On Monday I started the DASH Diet Plan. I'm not going to call it a diet, but more of a healthy way of eating. I've had high blood pressure for a few years.
Over the last month I was feeling dizzy and finally went to the doc. My BP was 150/84 - while on medication!
The main focus of the diet is to cut out all sugar, salt and starch (for the first two weeks). No bread, no pasta, no wine.....WHAAAAAA!
So don't cringe, I'll be posting healthier recipes that can be adjusted to your liking!
You don't have to eliminate salt entirely - just in moderation. Let's face it, some things just need a little salt.
This is the second recipe I have made from the cookbook with some adjustments.
These wraps have lots of crunch with a little spicy kick.
Great for lunch or dinner!
2 Tbsp. low-sodium soy sauce
1 Tbsp. ketchup
2 Tbsp. rice wine vinegar
1 pkg. Stevia sweetner
1/2 tsp. sesame oil
3 Tbsp. canola oil
2 cloves garlic, minced
2 tsps. minced fresh ginger
3 scallions, chopped roughly
1 cup chopped mushroom (about 6)
1/2 cup water chestnuts, diced
1 package broccoli slaw
1 lb. boneless, cooked chicken breast, diced
1 Tbsp. chili garlic sauce
8-10 inner leaves chilled iceberg lettuce
Fresh cilantro leaves
Roasted cashews, chopped
Combine the soy sauce, ketchup, vinegar, Stevia and sesame oil in a small bowl and mix together until the sugar dissolves.

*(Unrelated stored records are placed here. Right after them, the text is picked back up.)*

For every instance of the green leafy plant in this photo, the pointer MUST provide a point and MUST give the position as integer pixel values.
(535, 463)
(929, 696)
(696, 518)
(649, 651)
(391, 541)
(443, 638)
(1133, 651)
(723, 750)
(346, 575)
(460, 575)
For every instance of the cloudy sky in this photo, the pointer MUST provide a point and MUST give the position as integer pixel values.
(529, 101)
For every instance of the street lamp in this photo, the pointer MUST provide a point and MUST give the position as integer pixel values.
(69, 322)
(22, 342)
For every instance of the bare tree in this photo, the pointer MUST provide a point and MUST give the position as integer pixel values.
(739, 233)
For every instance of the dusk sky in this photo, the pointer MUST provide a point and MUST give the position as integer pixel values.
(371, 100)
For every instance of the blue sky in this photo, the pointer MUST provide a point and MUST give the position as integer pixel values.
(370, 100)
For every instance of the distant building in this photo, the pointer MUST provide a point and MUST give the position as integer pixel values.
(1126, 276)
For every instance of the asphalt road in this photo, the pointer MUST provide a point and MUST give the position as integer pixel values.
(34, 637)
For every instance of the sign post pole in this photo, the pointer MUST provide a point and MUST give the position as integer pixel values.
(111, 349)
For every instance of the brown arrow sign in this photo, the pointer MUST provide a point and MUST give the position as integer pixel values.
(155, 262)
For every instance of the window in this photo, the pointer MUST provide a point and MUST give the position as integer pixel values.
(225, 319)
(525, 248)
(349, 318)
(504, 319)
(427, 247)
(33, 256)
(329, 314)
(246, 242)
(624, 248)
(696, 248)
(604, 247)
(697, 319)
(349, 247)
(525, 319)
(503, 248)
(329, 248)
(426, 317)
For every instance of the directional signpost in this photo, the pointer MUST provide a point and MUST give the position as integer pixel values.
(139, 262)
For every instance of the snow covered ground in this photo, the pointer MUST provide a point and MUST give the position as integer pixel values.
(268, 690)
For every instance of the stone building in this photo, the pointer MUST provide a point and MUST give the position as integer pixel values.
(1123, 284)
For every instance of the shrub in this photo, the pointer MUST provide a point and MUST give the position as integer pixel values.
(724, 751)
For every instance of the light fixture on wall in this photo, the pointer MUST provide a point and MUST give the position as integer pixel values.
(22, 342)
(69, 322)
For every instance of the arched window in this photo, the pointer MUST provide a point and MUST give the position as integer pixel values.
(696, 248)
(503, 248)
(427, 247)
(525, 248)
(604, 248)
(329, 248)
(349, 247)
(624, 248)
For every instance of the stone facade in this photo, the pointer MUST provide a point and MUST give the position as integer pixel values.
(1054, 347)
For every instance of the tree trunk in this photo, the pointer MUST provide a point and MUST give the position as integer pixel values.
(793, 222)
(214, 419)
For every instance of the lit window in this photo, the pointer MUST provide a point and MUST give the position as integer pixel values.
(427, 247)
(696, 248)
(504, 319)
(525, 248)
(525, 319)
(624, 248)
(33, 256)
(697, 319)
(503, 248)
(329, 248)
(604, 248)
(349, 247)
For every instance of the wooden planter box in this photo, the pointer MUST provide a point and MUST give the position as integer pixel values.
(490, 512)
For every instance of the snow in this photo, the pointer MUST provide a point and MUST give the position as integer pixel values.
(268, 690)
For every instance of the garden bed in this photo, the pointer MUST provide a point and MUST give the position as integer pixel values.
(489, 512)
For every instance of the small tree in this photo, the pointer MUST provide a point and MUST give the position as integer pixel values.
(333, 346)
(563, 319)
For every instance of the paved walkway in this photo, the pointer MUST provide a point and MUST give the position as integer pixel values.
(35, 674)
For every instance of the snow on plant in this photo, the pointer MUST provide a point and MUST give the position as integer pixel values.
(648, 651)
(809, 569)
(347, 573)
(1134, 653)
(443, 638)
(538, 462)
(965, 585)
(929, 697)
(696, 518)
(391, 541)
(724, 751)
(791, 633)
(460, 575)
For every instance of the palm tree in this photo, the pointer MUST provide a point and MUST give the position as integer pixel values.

Heat 1 Tbsp. of the oil in a skillet over medium-high heat. Add the garlic and ginger, cook until fragrant. Add mushrooms, onions and water chestnuts. Stir in broccoli slaw. Add a little more oil if necessary. Cook until vegetables are tender but still crisp. Stir in chopped chicken, reserved sauce and cook until chicken is heated through.
Spoon the filling into each of the lettuce cups. Top with cilantro and chopped cashews.